Difficulty: Medium
A robot is located at the top-left corner of a m x n grid (marked 'Start' in the diagram below).
The robot can only move either down or right at any point in time. The robot is trying to reach the bottom-right corner of the grid (marked 'Finish' in the diagram below).
Now consider if some obstacles are added to the grids. How many unique paths would there be?
An obstacle and empty space is marked as 1 and 0 respectively in the grid.
Note: m and n will be at most 100.
Example 1:
Input:
[
[0,0,0],
[0,1,0],
[0,0,0]
]
Output: 2
Explanation:
There is one obstacle in the middle of the 3x3 grid above.

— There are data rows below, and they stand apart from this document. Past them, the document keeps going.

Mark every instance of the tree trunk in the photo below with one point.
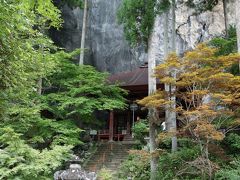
(81, 59)
(225, 16)
(237, 11)
(172, 114)
(166, 86)
(152, 126)
(39, 88)
(153, 52)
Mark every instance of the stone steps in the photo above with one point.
(109, 155)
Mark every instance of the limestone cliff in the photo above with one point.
(106, 46)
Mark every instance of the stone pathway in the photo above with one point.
(109, 156)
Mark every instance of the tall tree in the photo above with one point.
(200, 73)
(84, 29)
(237, 16)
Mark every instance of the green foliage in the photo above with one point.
(170, 164)
(231, 172)
(140, 131)
(105, 174)
(137, 166)
(20, 161)
(72, 3)
(77, 91)
(31, 146)
(232, 143)
(202, 5)
(137, 17)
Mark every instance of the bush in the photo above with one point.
(136, 166)
(231, 172)
(172, 163)
(20, 161)
(232, 143)
(105, 174)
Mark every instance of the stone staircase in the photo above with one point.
(108, 155)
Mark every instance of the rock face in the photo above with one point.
(106, 46)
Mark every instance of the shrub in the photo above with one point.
(172, 163)
(136, 166)
(231, 172)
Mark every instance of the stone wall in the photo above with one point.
(106, 46)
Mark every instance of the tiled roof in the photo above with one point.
(136, 77)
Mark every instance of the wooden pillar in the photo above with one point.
(111, 120)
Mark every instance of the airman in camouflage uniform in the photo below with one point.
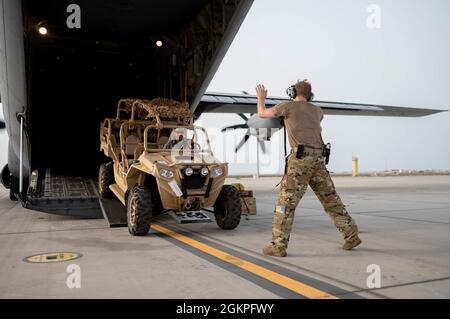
(302, 120)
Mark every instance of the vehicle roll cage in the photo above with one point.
(146, 118)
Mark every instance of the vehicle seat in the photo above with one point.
(162, 141)
(131, 144)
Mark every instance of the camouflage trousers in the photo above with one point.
(310, 170)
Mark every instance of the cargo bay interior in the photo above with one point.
(75, 77)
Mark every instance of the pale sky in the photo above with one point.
(404, 63)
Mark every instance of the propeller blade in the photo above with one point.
(243, 141)
(263, 146)
(242, 116)
(233, 127)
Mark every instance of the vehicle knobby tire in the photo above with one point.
(105, 179)
(227, 208)
(139, 211)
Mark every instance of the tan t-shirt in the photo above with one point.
(302, 121)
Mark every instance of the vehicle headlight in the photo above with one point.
(216, 172)
(204, 171)
(165, 173)
(188, 171)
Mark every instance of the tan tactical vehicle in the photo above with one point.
(162, 162)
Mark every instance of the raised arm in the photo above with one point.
(264, 113)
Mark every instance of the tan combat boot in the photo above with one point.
(272, 250)
(350, 244)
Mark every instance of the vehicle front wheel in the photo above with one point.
(105, 179)
(227, 208)
(139, 211)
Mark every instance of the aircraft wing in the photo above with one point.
(241, 103)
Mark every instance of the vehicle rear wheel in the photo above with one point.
(105, 178)
(227, 208)
(139, 211)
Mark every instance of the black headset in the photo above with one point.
(292, 93)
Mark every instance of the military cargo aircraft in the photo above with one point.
(65, 64)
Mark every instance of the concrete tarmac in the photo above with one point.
(404, 223)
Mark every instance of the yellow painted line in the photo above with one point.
(286, 282)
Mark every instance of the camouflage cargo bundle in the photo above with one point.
(161, 107)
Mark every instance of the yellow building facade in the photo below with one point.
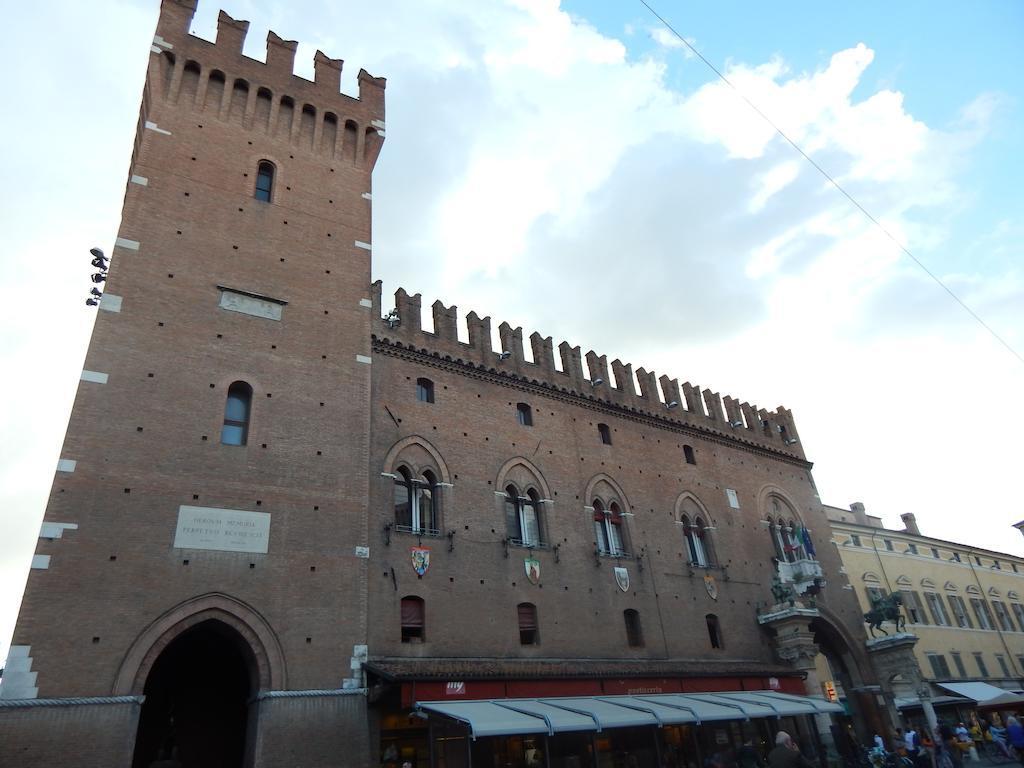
(965, 604)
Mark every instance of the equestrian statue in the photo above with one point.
(886, 608)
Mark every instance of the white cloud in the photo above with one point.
(536, 172)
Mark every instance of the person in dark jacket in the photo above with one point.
(786, 754)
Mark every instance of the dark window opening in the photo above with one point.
(528, 632)
(524, 415)
(634, 634)
(264, 181)
(412, 620)
(424, 390)
(522, 517)
(714, 631)
(237, 412)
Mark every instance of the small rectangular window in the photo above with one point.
(958, 664)
(980, 660)
(634, 635)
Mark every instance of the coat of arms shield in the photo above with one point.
(532, 567)
(622, 578)
(421, 559)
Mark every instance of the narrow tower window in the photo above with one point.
(264, 181)
(236, 429)
(424, 390)
(528, 634)
(714, 631)
(523, 415)
(412, 620)
(634, 634)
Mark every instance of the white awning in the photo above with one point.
(980, 692)
(502, 717)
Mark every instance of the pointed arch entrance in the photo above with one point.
(197, 700)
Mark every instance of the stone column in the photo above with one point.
(893, 655)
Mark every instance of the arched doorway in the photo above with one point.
(197, 697)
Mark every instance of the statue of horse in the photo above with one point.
(886, 608)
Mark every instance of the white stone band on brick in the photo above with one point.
(151, 126)
(18, 681)
(95, 377)
(55, 529)
(131, 245)
(111, 303)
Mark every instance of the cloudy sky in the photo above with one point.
(572, 169)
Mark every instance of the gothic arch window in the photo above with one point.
(424, 390)
(416, 502)
(697, 536)
(608, 528)
(238, 410)
(264, 181)
(522, 517)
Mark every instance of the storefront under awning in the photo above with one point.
(984, 694)
(550, 716)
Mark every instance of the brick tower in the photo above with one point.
(204, 542)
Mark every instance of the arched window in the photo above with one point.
(237, 412)
(413, 620)
(714, 631)
(528, 631)
(522, 517)
(416, 503)
(264, 181)
(424, 390)
(608, 528)
(634, 633)
(523, 414)
(697, 543)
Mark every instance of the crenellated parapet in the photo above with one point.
(217, 79)
(614, 385)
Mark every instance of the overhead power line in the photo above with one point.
(835, 183)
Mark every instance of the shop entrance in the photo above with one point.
(197, 693)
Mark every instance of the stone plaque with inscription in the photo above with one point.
(224, 529)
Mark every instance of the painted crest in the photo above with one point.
(421, 559)
(622, 579)
(712, 586)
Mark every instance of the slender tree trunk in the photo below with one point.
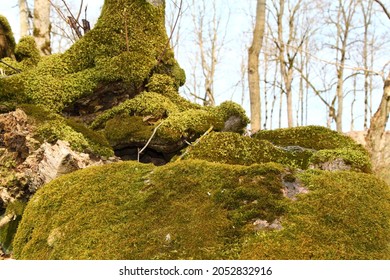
(376, 133)
(42, 26)
(23, 18)
(253, 66)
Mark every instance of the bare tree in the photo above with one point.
(208, 39)
(42, 26)
(253, 66)
(375, 137)
(24, 16)
(344, 25)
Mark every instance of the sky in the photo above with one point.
(236, 17)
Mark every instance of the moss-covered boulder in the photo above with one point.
(345, 215)
(326, 149)
(312, 137)
(201, 210)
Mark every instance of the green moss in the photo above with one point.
(229, 109)
(357, 160)
(27, 52)
(134, 206)
(104, 55)
(346, 215)
(232, 148)
(189, 124)
(312, 137)
(52, 127)
(8, 231)
(200, 210)
(9, 36)
(144, 104)
(127, 129)
(97, 142)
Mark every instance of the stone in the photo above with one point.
(53, 160)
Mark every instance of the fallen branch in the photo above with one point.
(6, 219)
(150, 139)
(195, 143)
(13, 68)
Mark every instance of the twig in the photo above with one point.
(150, 139)
(383, 8)
(13, 68)
(195, 143)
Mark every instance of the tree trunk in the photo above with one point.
(253, 67)
(42, 26)
(23, 18)
(376, 133)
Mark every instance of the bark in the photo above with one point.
(23, 18)
(253, 66)
(376, 133)
(42, 26)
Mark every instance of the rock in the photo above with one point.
(337, 164)
(292, 187)
(26, 164)
(51, 161)
(264, 224)
(15, 134)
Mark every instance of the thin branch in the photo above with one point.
(150, 139)
(383, 8)
(13, 68)
(195, 143)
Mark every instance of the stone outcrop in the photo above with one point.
(26, 164)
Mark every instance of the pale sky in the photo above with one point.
(237, 20)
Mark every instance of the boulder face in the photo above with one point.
(195, 209)
(26, 164)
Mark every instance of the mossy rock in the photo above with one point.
(345, 215)
(355, 160)
(232, 148)
(51, 127)
(199, 210)
(104, 56)
(311, 137)
(8, 36)
(8, 231)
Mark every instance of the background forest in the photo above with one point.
(167, 82)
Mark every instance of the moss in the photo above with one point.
(97, 142)
(346, 215)
(127, 129)
(200, 210)
(357, 160)
(188, 125)
(145, 104)
(52, 127)
(9, 36)
(136, 206)
(104, 55)
(229, 109)
(27, 52)
(312, 137)
(232, 148)
(8, 231)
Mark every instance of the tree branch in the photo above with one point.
(383, 8)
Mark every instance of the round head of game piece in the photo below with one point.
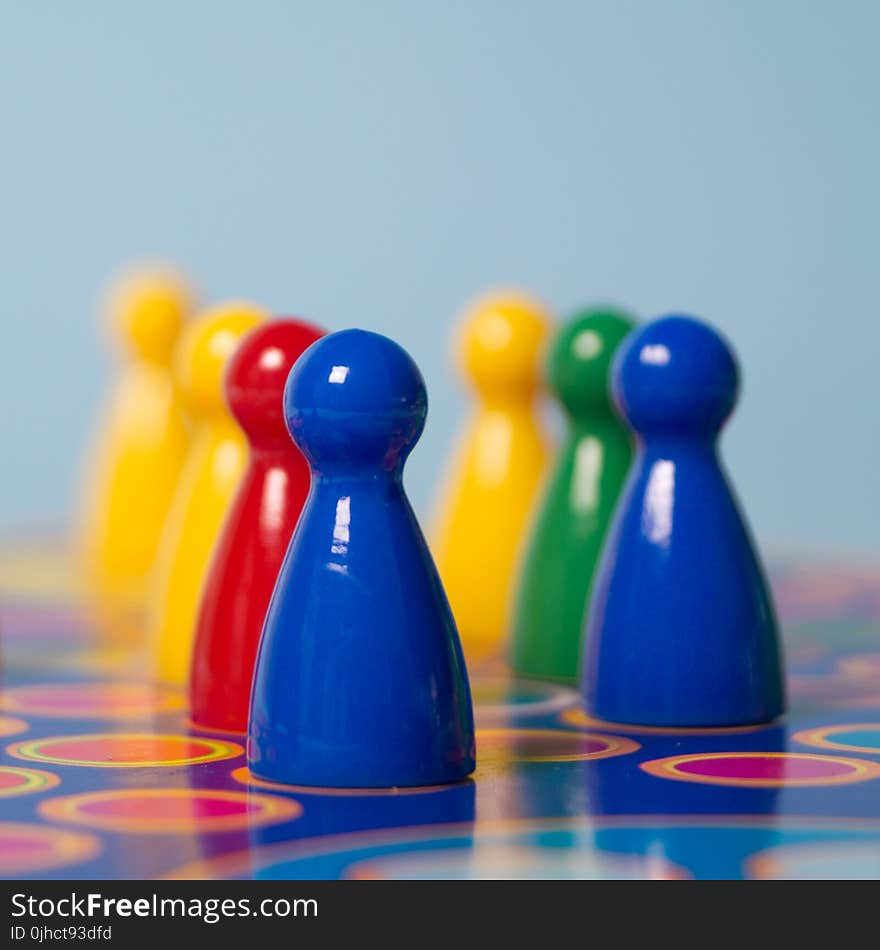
(500, 342)
(146, 309)
(676, 376)
(256, 375)
(355, 401)
(204, 349)
(579, 362)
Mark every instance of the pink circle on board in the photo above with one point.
(762, 769)
(167, 809)
(170, 810)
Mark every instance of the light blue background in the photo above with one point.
(378, 163)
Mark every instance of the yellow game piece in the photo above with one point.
(207, 484)
(140, 444)
(482, 519)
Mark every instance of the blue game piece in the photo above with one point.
(360, 679)
(681, 630)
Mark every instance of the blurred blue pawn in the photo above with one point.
(360, 680)
(681, 630)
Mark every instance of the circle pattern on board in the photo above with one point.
(858, 737)
(548, 745)
(243, 776)
(31, 849)
(124, 750)
(91, 700)
(762, 769)
(10, 726)
(170, 810)
(15, 781)
(579, 717)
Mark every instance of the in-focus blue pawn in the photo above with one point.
(360, 680)
(681, 630)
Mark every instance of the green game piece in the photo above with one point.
(579, 500)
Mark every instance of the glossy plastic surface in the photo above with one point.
(681, 630)
(207, 484)
(576, 509)
(256, 532)
(360, 680)
(140, 444)
(488, 495)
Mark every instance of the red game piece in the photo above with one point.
(258, 528)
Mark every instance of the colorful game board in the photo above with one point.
(103, 777)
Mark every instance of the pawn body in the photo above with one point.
(256, 533)
(140, 445)
(578, 503)
(489, 493)
(360, 680)
(681, 629)
(210, 477)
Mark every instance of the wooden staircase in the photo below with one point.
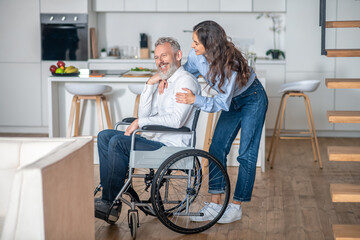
(342, 192)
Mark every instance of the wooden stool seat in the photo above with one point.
(295, 89)
(87, 92)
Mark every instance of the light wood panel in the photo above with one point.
(346, 232)
(343, 52)
(345, 192)
(342, 24)
(343, 116)
(344, 153)
(342, 82)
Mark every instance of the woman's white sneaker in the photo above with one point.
(210, 211)
(232, 213)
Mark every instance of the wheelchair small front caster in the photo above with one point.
(133, 220)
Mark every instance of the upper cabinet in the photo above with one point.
(269, 5)
(64, 6)
(204, 5)
(172, 5)
(20, 32)
(235, 5)
(108, 5)
(139, 5)
(189, 5)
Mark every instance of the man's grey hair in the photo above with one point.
(174, 44)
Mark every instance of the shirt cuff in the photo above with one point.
(143, 122)
(199, 101)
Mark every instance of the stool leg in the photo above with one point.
(107, 114)
(310, 127)
(99, 112)
(77, 117)
(275, 127)
(314, 131)
(71, 117)
(136, 106)
(208, 132)
(278, 130)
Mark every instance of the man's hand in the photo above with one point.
(162, 86)
(187, 98)
(133, 126)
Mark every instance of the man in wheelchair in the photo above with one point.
(154, 109)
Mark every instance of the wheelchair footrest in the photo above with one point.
(189, 214)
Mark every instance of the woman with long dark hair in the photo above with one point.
(243, 102)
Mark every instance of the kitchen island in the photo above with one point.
(121, 104)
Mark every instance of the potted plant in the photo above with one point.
(276, 29)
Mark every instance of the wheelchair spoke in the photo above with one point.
(179, 206)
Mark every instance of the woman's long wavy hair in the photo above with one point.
(221, 54)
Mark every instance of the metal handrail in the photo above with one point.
(322, 23)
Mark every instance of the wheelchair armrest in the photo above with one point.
(165, 129)
(125, 121)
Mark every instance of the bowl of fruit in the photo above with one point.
(63, 71)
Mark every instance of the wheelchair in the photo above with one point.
(179, 178)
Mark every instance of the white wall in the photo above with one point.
(121, 29)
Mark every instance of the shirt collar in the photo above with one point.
(176, 73)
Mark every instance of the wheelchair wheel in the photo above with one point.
(180, 190)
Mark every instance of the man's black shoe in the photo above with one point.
(101, 209)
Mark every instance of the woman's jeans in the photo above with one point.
(247, 111)
(114, 154)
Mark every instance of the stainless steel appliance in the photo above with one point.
(64, 37)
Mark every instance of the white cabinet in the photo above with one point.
(20, 94)
(235, 5)
(140, 5)
(20, 32)
(123, 64)
(204, 5)
(64, 6)
(269, 5)
(172, 5)
(108, 5)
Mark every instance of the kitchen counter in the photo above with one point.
(121, 103)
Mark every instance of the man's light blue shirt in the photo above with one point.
(198, 65)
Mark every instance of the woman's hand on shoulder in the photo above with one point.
(154, 79)
(187, 98)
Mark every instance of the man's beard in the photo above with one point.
(169, 73)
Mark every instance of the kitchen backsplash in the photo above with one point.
(123, 29)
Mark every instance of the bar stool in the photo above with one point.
(295, 89)
(136, 89)
(87, 92)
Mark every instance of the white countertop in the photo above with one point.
(106, 78)
(137, 60)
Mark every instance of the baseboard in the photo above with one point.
(324, 133)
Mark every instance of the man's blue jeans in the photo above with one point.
(114, 154)
(247, 111)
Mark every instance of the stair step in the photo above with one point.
(344, 153)
(345, 193)
(342, 82)
(346, 231)
(342, 24)
(343, 52)
(343, 116)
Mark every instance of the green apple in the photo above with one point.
(59, 70)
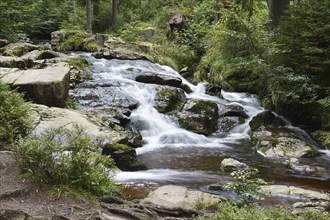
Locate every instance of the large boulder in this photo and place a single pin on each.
(283, 190)
(169, 99)
(172, 196)
(48, 86)
(160, 79)
(266, 118)
(199, 116)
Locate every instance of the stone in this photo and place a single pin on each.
(172, 196)
(160, 79)
(199, 116)
(46, 118)
(169, 99)
(283, 190)
(19, 49)
(266, 118)
(48, 86)
(230, 164)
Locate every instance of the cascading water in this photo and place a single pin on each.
(172, 154)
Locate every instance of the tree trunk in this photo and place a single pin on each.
(89, 16)
(115, 15)
(276, 10)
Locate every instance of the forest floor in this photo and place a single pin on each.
(21, 199)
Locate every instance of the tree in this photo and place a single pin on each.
(89, 16)
(276, 10)
(115, 4)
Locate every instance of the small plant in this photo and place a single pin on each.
(61, 157)
(245, 185)
(14, 114)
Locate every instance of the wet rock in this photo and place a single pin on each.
(214, 90)
(230, 164)
(287, 147)
(266, 118)
(48, 86)
(169, 99)
(172, 196)
(232, 111)
(3, 42)
(160, 79)
(19, 49)
(199, 116)
(300, 207)
(124, 157)
(227, 123)
(283, 190)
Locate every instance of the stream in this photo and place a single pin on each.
(176, 156)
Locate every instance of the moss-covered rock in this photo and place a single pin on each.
(199, 116)
(65, 40)
(124, 157)
(169, 99)
(266, 118)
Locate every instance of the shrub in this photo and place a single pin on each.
(229, 210)
(62, 157)
(14, 114)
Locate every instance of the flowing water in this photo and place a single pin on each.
(177, 156)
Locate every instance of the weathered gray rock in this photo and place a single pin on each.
(169, 99)
(172, 196)
(48, 86)
(230, 164)
(199, 116)
(160, 79)
(266, 118)
(19, 49)
(283, 190)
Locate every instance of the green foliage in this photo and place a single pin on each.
(63, 157)
(303, 39)
(229, 210)
(245, 185)
(14, 114)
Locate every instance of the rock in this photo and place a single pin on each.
(230, 164)
(148, 34)
(172, 196)
(160, 79)
(3, 43)
(283, 190)
(323, 137)
(169, 99)
(266, 118)
(199, 116)
(124, 157)
(19, 49)
(48, 86)
(177, 22)
(300, 207)
(15, 62)
(286, 147)
(232, 111)
(13, 215)
(47, 118)
(214, 90)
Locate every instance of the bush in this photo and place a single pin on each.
(229, 210)
(61, 157)
(14, 114)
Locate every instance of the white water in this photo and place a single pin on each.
(161, 132)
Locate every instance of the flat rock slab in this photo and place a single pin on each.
(46, 118)
(172, 196)
(48, 86)
(284, 190)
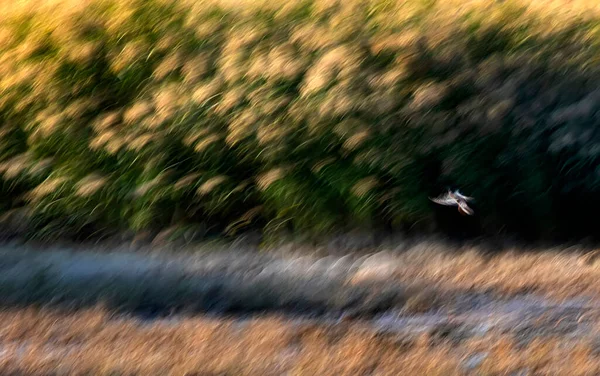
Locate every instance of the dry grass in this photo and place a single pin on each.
(41, 342)
(96, 340)
(554, 272)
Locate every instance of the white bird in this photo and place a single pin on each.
(455, 199)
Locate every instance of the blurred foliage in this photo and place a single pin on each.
(308, 115)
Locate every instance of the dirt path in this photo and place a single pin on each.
(394, 295)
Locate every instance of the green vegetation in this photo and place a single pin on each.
(309, 115)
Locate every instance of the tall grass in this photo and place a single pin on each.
(309, 116)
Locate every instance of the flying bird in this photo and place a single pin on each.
(455, 199)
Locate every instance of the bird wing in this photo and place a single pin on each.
(463, 197)
(465, 208)
(444, 200)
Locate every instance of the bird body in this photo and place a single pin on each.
(455, 199)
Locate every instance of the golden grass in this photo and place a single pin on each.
(41, 342)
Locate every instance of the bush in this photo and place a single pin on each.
(310, 115)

There are two ways to reach the bottom-right corner:
1\. Right -> Right -> Down -> Down
2\. Down -> Down -> Right -> Right
Language: Java
class Solution {
public int uniquePathsWithObstacles(int[][] obstacleGrid) {
if (obstacleGrid == null) {
return 0;
}
int m = obstacleGrid.length;
if (m == 0) {
return 0;
}
int n = obstacleGrid[0].length;
int[][] ways = new int[m][n]; // 所有的格子都能到达,因此初始化为0,表示没有计算过。该数组用于保存到达该坐标的路径个数,防止重复计算
int i = uniquePathsWithObstacles(obstacleGrid, ways, m - 1, n - 1);
return i;
}
private int uniquePathsWithObstacles(int[][] obstacleGrid, int[][] ways, int m, int n) {
if (m < 0 || n < 0 || obstacleGrid[m][n] == 1) {
return 0;
}
if (m + n == 0) {
ways[m][n] = 1;
return 1;
}
if (ways[m][n] > 0) {
return ways[m][n];
}
ways[m][n] = uniquePathsWithObstacles(obstacleGrid, ways, m, n - 1) + uniquePathsWithObstacles(obstacleGrid, ways, m - 1, n);
return ways[m][n];
}
}Language: Java
class Solution {
public int uniquePathsWithObstacles(int[][] obstacleGrid) {
int width = obstacleGrid[0].length;
int[] dp = new int[width];
dp[0] = 1;
for (int[] row : obstacleGrid) {
for (int j = 0; j < width; j++) {
if (row[j] == 1)
dp[j] = 0;
else if (j > 0)
dp[j] += dp[j - 1];
}
}
return dp[width - 1];
}
// dp[j] += dp[j - 1];
// is
// dp[j] = dp[j] + dp[j - 1];
// which is new dp[j] = old dp[j] + dp[j-1]
// which is current cell = top cell + left cell
}